StreamSets Resource Configuration

Before you configure your scanner, make sure you meet the prerequisites. Read our guide on StreamSets integration requirements to double-check.

Source System Properties

This configuration can be setup by creating a new connection on Admin UI > Connections tab or editing an existing connection in Admin UI / Connections / Data Integration Tools / Streamsets / specific connection. New connection can also be created via Manta Orchestration API.

One IBM Automatic Data Lineage connection for StreamSets corresponds to one StreamSets server that will be analyzed.

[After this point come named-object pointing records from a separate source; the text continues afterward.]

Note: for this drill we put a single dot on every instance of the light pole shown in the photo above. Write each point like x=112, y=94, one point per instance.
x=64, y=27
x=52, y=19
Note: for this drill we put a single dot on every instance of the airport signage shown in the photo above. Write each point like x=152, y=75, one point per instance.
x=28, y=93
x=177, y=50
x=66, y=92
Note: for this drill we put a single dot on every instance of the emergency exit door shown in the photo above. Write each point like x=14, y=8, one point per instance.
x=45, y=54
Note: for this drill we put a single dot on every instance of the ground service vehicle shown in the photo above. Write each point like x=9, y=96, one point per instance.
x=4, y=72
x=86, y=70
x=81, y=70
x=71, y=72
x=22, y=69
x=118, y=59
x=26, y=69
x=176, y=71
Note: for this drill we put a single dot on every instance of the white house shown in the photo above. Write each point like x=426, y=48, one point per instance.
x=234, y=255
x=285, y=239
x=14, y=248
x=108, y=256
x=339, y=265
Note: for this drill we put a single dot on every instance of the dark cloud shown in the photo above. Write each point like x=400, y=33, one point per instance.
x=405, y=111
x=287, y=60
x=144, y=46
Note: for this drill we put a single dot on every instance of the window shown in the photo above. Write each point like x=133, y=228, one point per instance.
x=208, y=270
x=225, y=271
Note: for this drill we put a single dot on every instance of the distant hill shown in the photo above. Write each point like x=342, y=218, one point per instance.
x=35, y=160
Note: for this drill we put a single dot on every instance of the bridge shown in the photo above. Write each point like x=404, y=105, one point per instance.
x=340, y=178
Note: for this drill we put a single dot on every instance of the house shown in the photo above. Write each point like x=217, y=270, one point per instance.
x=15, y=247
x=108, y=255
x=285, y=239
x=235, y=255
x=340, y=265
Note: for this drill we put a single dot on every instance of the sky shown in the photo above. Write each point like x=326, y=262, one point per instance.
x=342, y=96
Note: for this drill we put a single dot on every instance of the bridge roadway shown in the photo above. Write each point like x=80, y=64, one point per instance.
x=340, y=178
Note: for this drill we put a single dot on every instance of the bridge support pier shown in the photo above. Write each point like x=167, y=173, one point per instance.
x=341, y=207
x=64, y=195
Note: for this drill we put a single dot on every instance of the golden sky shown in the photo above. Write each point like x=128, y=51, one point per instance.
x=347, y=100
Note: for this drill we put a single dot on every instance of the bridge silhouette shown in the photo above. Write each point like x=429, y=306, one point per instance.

Property name	Description	Example
streamsets.extractor.server	Custom name used to identify this StreamSets connection in Automatic Data Lineage	template
streamsets.extractor.service	Type of StreamSets service used for the extraction; values to pick from are: “Data Collector”, “Control Hub Cloud”, and “Control Hub On-Premises” If not set, the default value is “Data Collector”	Data Collector
streamsets.extractor.address	Address of the server used for the actual connection to the StreamSets repository; only considered for the extraction from Data Collector or Control Hub On-Premises	192.168.0.16 prod.getmanta.com
streamsets.extractor.port	Port of the server used for the actual connection to the StreamSets repository; only considered for the extraction from Data Collector or Control Hub On-Premises	80 443
streamsets.extractor.scheme	Scheme of the server used for the actual connection to the StreamSets repository; only considered for the extraction from Data Collector or Control Hub On-Premises	http
streamsets.extractor.user	Name of the user used for the connection to SDC or SCH	guest
streamsets.extractor.password	Password of the user used for the connection to SDC or SCH	guest
streamsets.extractor.use.pipeline.extraction	Whether pipelines should be extracted as a part of the extraction process; if true, the following four properties should be set	true
streamsets.extractor.include.pipelines	Comma-separated list of pipeline IDs to include in the extraction Note that if both the `streamsets.extractor.include.pipelines` and `streamsets.extractor.include.labels` properties are left empty, all pipelines will be extracted (except those that have been excluded)	pipelineId01,pipelineId02,pipelineId03
streamsets.extractor.include.labels	Comma-separated list of pipeline labels to include in the extraction Note that if both the `streamsets.extractor.include.pipelines` and `streamsets.extractor.include.labels` properties are left empty, all pipelines will be extracted (except those that have been excluded)	label01,label02,label03
streamsets.extractor.exclude.pipelines	Comma-separated list of pipeline IDs to exclude from the extraction	pipelineId01,pipelineId04
streamsets.extractor.exclude.labels	Comma-separated list of pipeline labels to exclude from the extraction	label01,label04
streamsets.extractor.use.job.extraction	Whether jobs should be extracted as part of the extraction process; job extraction is only supported for SCH; if true, the following four properties should be set	true
streamsets.extractor.include.jobs	Comma-separated list of job IDs to include in the extraction Note that if both the `streamsets.extractor.include.jobs` and `streamsets.extractor.include.job.tags` properties are left empty, all jobs will be extracted (except those that have been excluded)	jobId01,jobId02,jobId03
streamsets.extractor.include.job.tags	Comma-separated list of job tags to include in the extraction Note that if both the `streamsets.extractor.include.jobs` and `streamsets.extractor.include.job.tags` properties are left empty, all jobs will be extracted (except those that have been excluded)	tag01,tag02,tag03
streamsets.extractor.exclude.jobs	Comma-separated list of job IDs to exclude from the extraction	jobId01,jobId04
streamsets.extractor.exclude.job.tags	Comma-separated list of job tags to exclude from the extraction	tag01,tag04
streamsets.input.encoding	Encoding of extracted pipelines. See Encodings for applicable values.	UTF-8
streamsets.extractor.verifyHostname	When using HTTPS, whether the hostname of the server's certificate should be validated to match the hostname of the server	true

Common Scanner Properties

This configuration is common for all Streamsets source systems and for all Streamsets scenarios, and is configure in Admin UI > Configuration > CLI > Streamsets> Streamsets Common. It can be overridden on individual connection level.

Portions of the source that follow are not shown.